Il ne dit rien mais je vis son regard méprisant. J’ai murmuré un vague « pardon » mais il n’a pas prêté attention. Avant de quitter le commissariat, il a jeté un dernier coup d’œil dans ma direction. Un coup d’œil qui voulait tout dire. Un peu comme « celui-là, je ferais mieux de ne pas le perdre de vue ». Rien de très réjouissant.
- Alors, vous avez fait quoi, Billy ? me demanda Cora dès que je suis rentré dans la boutique.
- Juste allé faire un tour…
- Je croyais que tu devais aller trouver des nouveaux meubles ! s’écria Lili qui venait d’apparaître sur le seuil de la porte.
Décidément…
Il est 18h30. Plus qu’une heure et trente minutes avant leur départ. Le tic-tac incessant de l’horloge m’exaspérait au plus haut point. Ça me rappelait l’hélico qui m’avait emmené à la base de Dunell. La seule différence, c’était que cette fois-ci, j’avais l’heure sous les yeux. Mais la tension était exactement la même.

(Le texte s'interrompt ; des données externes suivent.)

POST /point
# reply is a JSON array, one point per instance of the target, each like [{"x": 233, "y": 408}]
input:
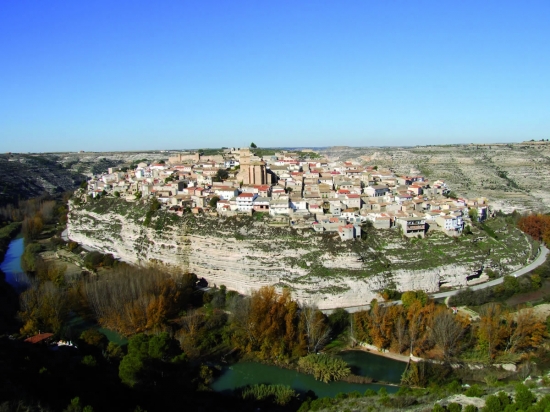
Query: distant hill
[{"x": 25, "y": 176}]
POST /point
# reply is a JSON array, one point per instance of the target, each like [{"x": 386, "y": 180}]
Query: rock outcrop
[{"x": 244, "y": 255}]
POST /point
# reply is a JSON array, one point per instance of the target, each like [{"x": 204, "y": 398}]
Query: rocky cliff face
[{"x": 245, "y": 254}]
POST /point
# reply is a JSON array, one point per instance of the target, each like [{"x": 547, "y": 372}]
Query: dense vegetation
[{"x": 178, "y": 334}]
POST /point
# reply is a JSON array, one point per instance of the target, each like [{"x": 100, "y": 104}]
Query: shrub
[
  {"x": 474, "y": 391},
  {"x": 323, "y": 367}
]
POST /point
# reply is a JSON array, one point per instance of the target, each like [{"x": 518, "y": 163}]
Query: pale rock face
[{"x": 242, "y": 266}]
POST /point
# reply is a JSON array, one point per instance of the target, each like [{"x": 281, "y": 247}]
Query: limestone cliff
[{"x": 245, "y": 254}]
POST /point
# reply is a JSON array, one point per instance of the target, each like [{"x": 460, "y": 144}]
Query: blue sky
[{"x": 134, "y": 75}]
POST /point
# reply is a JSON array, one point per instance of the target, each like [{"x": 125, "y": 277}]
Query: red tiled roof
[{"x": 39, "y": 338}]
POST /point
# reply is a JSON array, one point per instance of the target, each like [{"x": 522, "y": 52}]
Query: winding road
[{"x": 541, "y": 258}]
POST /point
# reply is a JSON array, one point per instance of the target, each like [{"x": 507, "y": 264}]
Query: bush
[
  {"x": 323, "y": 367},
  {"x": 474, "y": 391}
]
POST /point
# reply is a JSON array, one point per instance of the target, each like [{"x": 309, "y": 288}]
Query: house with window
[
  {"x": 376, "y": 190},
  {"x": 245, "y": 201}
]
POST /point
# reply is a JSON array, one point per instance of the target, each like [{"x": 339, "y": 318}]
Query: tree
[
  {"x": 44, "y": 307},
  {"x": 315, "y": 327},
  {"x": 213, "y": 202},
  {"x": 537, "y": 226},
  {"x": 490, "y": 332},
  {"x": 221, "y": 175},
  {"x": 523, "y": 330},
  {"x": 446, "y": 332}
]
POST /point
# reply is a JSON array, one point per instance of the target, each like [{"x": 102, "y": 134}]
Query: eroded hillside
[{"x": 246, "y": 253}]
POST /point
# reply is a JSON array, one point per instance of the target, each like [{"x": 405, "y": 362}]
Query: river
[
  {"x": 11, "y": 265},
  {"x": 362, "y": 363},
  {"x": 16, "y": 277}
]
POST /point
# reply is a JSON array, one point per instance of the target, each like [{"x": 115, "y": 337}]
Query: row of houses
[{"x": 326, "y": 196}]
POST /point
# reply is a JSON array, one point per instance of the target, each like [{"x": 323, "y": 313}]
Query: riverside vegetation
[
  {"x": 312, "y": 266},
  {"x": 178, "y": 335}
]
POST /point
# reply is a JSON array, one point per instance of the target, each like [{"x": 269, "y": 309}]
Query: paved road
[
  {"x": 65, "y": 237},
  {"x": 541, "y": 258}
]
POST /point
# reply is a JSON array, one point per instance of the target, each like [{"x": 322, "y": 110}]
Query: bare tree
[
  {"x": 401, "y": 334},
  {"x": 315, "y": 327},
  {"x": 446, "y": 333}
]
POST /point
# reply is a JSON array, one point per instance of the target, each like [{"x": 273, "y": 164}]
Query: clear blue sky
[{"x": 131, "y": 75}]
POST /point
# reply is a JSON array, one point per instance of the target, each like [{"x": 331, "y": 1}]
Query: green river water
[{"x": 362, "y": 363}]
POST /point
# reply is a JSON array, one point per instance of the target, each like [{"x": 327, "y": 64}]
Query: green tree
[
  {"x": 221, "y": 175},
  {"x": 524, "y": 397}
]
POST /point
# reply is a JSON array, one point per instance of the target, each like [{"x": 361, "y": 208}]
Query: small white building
[{"x": 245, "y": 201}]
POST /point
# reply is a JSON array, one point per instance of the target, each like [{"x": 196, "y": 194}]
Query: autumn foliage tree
[
  {"x": 537, "y": 226},
  {"x": 267, "y": 323},
  {"x": 131, "y": 300},
  {"x": 44, "y": 307}
]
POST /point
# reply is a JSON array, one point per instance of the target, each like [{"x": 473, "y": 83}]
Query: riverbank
[
  {"x": 377, "y": 352},
  {"x": 7, "y": 234}
]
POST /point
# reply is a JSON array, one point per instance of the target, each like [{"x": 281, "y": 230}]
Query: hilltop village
[{"x": 299, "y": 189}]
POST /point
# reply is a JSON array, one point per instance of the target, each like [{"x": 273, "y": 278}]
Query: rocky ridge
[{"x": 244, "y": 254}]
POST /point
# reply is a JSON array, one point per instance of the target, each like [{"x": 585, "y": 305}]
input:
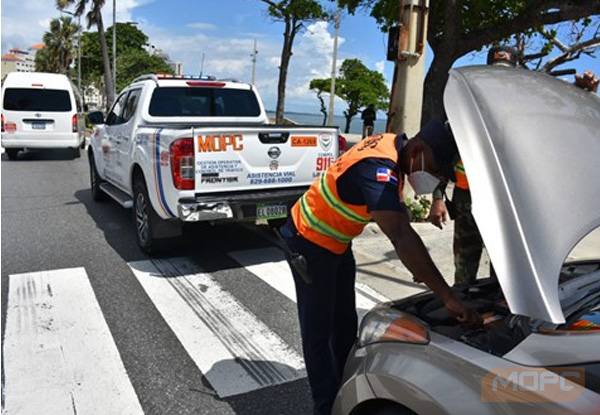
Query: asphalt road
[{"x": 51, "y": 223}]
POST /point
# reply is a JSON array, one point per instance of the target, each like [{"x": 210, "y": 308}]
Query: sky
[{"x": 223, "y": 32}]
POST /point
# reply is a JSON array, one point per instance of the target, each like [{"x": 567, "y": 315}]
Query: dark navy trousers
[{"x": 327, "y": 314}]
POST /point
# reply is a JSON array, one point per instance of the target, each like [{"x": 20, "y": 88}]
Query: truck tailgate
[{"x": 263, "y": 157}]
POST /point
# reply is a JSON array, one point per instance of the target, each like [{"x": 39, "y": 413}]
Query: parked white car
[
  {"x": 198, "y": 149},
  {"x": 530, "y": 144},
  {"x": 41, "y": 110}
]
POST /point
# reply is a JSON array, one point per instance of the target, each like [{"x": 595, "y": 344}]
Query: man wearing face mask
[{"x": 364, "y": 184}]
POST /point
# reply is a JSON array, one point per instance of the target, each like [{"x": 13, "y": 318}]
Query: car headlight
[{"x": 386, "y": 324}]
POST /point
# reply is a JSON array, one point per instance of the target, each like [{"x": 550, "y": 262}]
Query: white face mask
[{"x": 421, "y": 181}]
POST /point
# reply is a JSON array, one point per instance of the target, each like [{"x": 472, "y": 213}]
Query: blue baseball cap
[{"x": 439, "y": 138}]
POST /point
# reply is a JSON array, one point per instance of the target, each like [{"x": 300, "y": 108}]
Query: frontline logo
[{"x": 225, "y": 142}]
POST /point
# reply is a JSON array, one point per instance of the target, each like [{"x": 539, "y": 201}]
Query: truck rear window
[
  {"x": 27, "y": 99},
  {"x": 203, "y": 102}
]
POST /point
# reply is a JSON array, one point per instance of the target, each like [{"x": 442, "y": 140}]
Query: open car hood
[{"x": 530, "y": 145}]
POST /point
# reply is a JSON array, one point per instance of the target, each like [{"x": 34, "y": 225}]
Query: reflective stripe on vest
[
  {"x": 338, "y": 205},
  {"x": 461, "y": 176},
  {"x": 321, "y": 216}
]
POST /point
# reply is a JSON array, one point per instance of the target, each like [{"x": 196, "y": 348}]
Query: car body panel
[
  {"x": 442, "y": 378},
  {"x": 557, "y": 349},
  {"x": 531, "y": 139}
]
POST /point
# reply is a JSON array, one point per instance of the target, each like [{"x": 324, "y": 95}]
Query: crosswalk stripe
[
  {"x": 59, "y": 355},
  {"x": 270, "y": 266},
  {"x": 236, "y": 352}
]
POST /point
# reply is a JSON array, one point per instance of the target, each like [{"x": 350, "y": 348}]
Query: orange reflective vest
[
  {"x": 321, "y": 216},
  {"x": 461, "y": 177}
]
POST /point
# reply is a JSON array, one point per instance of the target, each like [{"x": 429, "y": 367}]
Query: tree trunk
[
  {"x": 108, "y": 81},
  {"x": 286, "y": 54},
  {"x": 323, "y": 107},
  {"x": 433, "y": 92},
  {"x": 445, "y": 53}
]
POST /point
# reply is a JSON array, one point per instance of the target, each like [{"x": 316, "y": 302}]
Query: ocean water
[{"x": 340, "y": 121}]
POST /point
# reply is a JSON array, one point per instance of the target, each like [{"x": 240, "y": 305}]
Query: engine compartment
[{"x": 502, "y": 330}]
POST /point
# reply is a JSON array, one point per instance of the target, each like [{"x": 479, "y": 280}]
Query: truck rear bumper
[{"x": 235, "y": 207}]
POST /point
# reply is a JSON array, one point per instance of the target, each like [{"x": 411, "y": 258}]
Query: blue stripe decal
[{"x": 158, "y": 174}]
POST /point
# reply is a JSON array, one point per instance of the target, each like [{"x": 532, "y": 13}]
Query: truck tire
[
  {"x": 146, "y": 219},
  {"x": 95, "y": 181},
  {"x": 12, "y": 153}
]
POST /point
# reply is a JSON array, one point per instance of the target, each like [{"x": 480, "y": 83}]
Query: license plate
[
  {"x": 11, "y": 127},
  {"x": 271, "y": 210}
]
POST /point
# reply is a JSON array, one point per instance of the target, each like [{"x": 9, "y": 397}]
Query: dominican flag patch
[{"x": 386, "y": 175}]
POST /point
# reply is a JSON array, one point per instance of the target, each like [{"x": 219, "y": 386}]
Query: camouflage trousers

Pourquoi les Bravo ne répondaient pas ? Que leur étaient-il arrivé ? Si ça se trouve, ils étaient déjà morts… ou à l’agonie.
Qu’est-ce qui me prend, tout d’un coup ? J’ai des pensées morbides… non, c’était pas le moment. Je devais me contrôler.
La nuit commençait à tomber sur la ville.
- Au fait Lili, c’est toi qui a ricané comme ça ce matin… ? demandai-je à la fillette d’une voix inattentive.
- Hein ? Oui, pourquoi ?
Je soupirai et ne lui répondais pas.
Un énorme fracas s’est fait entendre dehors. Je me levai d’un bond de la chaise tandis que Lili ne cilla même pas, trop occupée à remettre en place une mèche rebelle. Elle interrompit néanmoins son activité quand elle me vit ouvrir la porte d’entrée.
- Où tu vas ?
- Je sors un moment…
La rue était déserte. C’était presque inquiétant. Un vieux chat de gouttière miaula bruyamment dans mon dos.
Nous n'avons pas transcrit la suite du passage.